You are viewing a plain text version of this content. The canonical link for it is here.

Posted to user@cassandra.apache.org by "B. Todd Burruss" <bb...@real.com> on 2010/01/20 22:59:09 UTC

load balancing

feedback on trunk code ... i'm using code from trunk, 4 node cluster,
RF=3, W=Q, R=Q and did a nodeprobe loadbalance on the hot node.  the
cluster ran through the night and this morning i noticed a lot of
pending hinted-handoff-pool via tpstats.  looking thru the logs i notice
that the nodes are very frequently "InetAddress /192.168.132.102 is now
dead" then back UP .. flapping of the nodes.

is this triggering the hinted-handoff and is there a way to alleviate
this (other than lowering the load)?  it seems that the hinted handdoffs
have slowed or stopped the loadbalance.

i've been trying to load up the cluster with data, so i'm trying to do
2000+ puts a second with little or no reads.  it seems like the node
that is loadbalancing is bringing the performance of the cluster way
down.

RE: load balancing

Posted by Todd Burruss <bb...@real.com>.

:)

thx
________________________________________
From: Jonathan Ellis [jbellis@gmail.com]
Sent: Sunday, January 24, 2010 5:18 PM
To: cassandra-user@incubator.apache.org
Subject: Re: load balancing

On Sun, Jan 24, 2010 at 3:21 PM, Todd Burruss <bb...@real.com> wrote:
> one more note (and to reiterate) ...
>
> i believe a must have for cassandra is some better reporting (via JMX preferrably) on the state of a loadbalance / cleanup / removetoken etc.

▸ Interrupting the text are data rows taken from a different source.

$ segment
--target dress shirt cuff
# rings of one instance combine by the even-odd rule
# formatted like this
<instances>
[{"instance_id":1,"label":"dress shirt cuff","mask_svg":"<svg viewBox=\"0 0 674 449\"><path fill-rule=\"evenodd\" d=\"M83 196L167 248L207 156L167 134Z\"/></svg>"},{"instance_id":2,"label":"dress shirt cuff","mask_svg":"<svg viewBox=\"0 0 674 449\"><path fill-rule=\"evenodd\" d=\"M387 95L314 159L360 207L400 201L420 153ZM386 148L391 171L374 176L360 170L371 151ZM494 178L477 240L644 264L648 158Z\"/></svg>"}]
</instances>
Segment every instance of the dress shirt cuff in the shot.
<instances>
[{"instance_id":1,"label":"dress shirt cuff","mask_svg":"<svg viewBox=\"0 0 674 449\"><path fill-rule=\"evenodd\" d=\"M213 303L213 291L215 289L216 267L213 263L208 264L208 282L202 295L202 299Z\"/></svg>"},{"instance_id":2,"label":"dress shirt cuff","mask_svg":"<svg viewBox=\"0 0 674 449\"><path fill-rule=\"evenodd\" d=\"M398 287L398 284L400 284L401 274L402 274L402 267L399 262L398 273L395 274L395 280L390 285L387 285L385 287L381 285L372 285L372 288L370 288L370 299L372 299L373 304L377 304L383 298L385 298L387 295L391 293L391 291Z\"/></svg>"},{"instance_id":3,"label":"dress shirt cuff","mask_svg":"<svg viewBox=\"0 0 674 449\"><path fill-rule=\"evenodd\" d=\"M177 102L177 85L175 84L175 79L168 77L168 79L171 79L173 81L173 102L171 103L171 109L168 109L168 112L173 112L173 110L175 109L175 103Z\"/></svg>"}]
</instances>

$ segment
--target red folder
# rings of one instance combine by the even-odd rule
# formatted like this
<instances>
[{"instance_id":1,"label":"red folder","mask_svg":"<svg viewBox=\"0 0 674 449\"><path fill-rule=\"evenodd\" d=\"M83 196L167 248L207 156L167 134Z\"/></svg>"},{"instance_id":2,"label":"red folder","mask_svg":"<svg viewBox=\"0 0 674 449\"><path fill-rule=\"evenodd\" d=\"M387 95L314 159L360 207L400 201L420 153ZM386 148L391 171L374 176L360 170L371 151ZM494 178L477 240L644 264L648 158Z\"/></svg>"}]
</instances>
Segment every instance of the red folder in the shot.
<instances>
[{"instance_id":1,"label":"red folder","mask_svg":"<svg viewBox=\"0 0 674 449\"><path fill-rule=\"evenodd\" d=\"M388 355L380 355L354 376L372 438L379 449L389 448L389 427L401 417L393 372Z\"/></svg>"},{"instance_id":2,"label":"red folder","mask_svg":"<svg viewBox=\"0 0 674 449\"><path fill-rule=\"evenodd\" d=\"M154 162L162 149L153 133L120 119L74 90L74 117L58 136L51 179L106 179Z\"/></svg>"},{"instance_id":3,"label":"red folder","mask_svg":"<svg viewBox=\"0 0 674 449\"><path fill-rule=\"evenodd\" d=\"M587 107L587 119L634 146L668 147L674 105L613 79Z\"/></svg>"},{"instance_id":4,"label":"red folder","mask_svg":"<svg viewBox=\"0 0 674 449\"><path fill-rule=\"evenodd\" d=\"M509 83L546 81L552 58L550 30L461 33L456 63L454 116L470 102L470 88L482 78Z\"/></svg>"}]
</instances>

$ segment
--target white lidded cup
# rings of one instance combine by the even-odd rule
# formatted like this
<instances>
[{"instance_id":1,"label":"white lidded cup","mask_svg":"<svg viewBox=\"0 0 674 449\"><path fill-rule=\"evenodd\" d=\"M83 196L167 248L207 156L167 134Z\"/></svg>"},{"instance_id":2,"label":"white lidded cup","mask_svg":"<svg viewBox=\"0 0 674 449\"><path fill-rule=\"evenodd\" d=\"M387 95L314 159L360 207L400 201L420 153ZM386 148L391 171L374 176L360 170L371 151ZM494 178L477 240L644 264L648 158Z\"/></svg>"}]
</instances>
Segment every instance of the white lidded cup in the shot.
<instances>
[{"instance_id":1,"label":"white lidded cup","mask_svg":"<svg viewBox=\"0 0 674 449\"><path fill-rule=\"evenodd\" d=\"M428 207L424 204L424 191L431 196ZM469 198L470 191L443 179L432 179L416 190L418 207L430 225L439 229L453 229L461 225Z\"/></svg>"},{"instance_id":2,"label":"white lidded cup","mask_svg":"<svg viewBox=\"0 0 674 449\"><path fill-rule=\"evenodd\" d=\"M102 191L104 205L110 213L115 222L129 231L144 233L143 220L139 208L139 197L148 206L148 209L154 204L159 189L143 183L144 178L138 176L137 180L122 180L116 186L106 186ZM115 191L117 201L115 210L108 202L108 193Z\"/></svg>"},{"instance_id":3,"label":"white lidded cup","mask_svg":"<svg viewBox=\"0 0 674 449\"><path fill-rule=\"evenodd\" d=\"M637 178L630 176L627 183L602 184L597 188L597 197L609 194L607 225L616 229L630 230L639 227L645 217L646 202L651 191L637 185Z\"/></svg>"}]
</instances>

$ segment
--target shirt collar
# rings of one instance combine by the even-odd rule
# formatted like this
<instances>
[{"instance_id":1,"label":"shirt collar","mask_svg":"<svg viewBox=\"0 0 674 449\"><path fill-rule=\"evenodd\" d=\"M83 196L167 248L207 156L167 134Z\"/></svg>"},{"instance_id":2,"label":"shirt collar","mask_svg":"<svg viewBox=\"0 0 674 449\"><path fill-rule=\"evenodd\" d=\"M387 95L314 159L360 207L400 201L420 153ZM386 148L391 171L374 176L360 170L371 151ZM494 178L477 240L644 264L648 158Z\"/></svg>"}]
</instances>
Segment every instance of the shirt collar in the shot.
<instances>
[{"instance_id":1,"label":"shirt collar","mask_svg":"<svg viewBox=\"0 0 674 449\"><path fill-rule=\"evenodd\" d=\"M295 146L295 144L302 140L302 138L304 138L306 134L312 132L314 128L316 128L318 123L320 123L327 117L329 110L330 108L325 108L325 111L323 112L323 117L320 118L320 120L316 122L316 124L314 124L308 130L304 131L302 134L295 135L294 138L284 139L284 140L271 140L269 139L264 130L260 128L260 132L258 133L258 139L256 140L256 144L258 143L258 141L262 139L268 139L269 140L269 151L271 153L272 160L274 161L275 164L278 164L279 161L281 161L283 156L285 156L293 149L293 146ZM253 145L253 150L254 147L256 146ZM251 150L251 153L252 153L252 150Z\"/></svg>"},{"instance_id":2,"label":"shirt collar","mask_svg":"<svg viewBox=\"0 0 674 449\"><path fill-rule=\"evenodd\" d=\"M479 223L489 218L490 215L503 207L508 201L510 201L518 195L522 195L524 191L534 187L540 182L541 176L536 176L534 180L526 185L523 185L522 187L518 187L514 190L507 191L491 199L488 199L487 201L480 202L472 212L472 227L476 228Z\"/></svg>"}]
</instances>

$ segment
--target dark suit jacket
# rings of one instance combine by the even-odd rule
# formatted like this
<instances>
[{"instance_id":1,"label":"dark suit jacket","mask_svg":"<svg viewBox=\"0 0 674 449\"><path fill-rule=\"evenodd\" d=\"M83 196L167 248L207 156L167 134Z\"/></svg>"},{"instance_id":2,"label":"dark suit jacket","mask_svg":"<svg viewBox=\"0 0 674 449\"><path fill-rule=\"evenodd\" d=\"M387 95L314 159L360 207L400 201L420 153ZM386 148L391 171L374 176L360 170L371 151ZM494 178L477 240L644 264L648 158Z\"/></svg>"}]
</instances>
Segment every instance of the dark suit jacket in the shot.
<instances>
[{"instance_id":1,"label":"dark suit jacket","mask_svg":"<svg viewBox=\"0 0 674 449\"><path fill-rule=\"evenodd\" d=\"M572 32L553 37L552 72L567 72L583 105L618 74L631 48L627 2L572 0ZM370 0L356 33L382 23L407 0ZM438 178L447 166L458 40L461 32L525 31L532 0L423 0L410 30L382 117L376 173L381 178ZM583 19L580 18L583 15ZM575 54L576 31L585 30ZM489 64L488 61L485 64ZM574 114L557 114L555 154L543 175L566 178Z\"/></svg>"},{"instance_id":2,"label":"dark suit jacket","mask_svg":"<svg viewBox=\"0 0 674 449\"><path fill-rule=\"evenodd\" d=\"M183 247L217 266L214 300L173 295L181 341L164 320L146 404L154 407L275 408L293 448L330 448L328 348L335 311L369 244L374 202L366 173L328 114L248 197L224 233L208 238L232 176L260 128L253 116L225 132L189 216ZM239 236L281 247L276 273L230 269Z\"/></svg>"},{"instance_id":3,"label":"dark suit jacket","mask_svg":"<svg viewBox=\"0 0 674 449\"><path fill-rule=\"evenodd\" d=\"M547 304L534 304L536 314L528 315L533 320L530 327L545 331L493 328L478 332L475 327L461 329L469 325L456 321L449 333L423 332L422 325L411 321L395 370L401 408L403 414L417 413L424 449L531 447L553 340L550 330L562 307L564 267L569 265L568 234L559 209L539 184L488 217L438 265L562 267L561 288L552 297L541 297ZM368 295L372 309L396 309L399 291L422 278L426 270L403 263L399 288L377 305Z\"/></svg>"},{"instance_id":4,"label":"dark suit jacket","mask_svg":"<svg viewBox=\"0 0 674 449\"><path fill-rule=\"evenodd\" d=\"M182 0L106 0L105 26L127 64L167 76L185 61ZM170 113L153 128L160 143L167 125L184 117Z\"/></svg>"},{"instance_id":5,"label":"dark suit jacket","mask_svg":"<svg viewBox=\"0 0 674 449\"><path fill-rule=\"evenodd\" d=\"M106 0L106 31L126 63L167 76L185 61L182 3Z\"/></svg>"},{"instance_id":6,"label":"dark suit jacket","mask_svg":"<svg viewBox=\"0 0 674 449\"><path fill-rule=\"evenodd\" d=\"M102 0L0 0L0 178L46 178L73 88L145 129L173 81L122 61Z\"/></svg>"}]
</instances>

I do too. :)  https://issues.apache.org/jira/browse/CASSANDRA-709

Re: load balancing

Posted by Jonathan Ellis <jb...@gmail.com>.

On Sun, Jan 24, 2010 at 3:21 PM, Todd Burruss <bb...@real.com> wrote:
> one more note (and to reiterate) ...
>
> i believe a must have for cassandra is some better reporting (via JMX preferrably) on the state of a loadbalance / cleanup / removetoken etc.

I do too. :)  https://issues.apache.org/jira/browse/CASSANDRA-709

RE: load balancing

Posted by Todd Burruss <bb...@real.com>.

one more note (and to reiterate) ...

i believe a must have for cassandra is some better reporting (via JMX preferrably) on the state of a loadbalance / cleanup / removetoken etc.  i have let my cluster run for more than a day and it doesn't appear to be finished, but the only indication i have that it is still running is because the performance is way off, but the load via my test clients hasn't changed.  and i still haven't seen the log message indicating it has finished.

i've also tried removetoken and cleanup with the same thought ... i don't know where the cluster is in the process, nor its state.  just performance has fallen way off.

something for 0.6 i hope?

thx

________________________________________
From: Todd Burruss
Sent: Friday, January 22, 2010 4:17 PM
To: cassandra-user@incubator.apache.org
Subject: Re: load balancing

i figured ;)

capacity planning is a bit difficult to figure out w/o a fair amount of
testing .. and i'm still not confident i know all the variables.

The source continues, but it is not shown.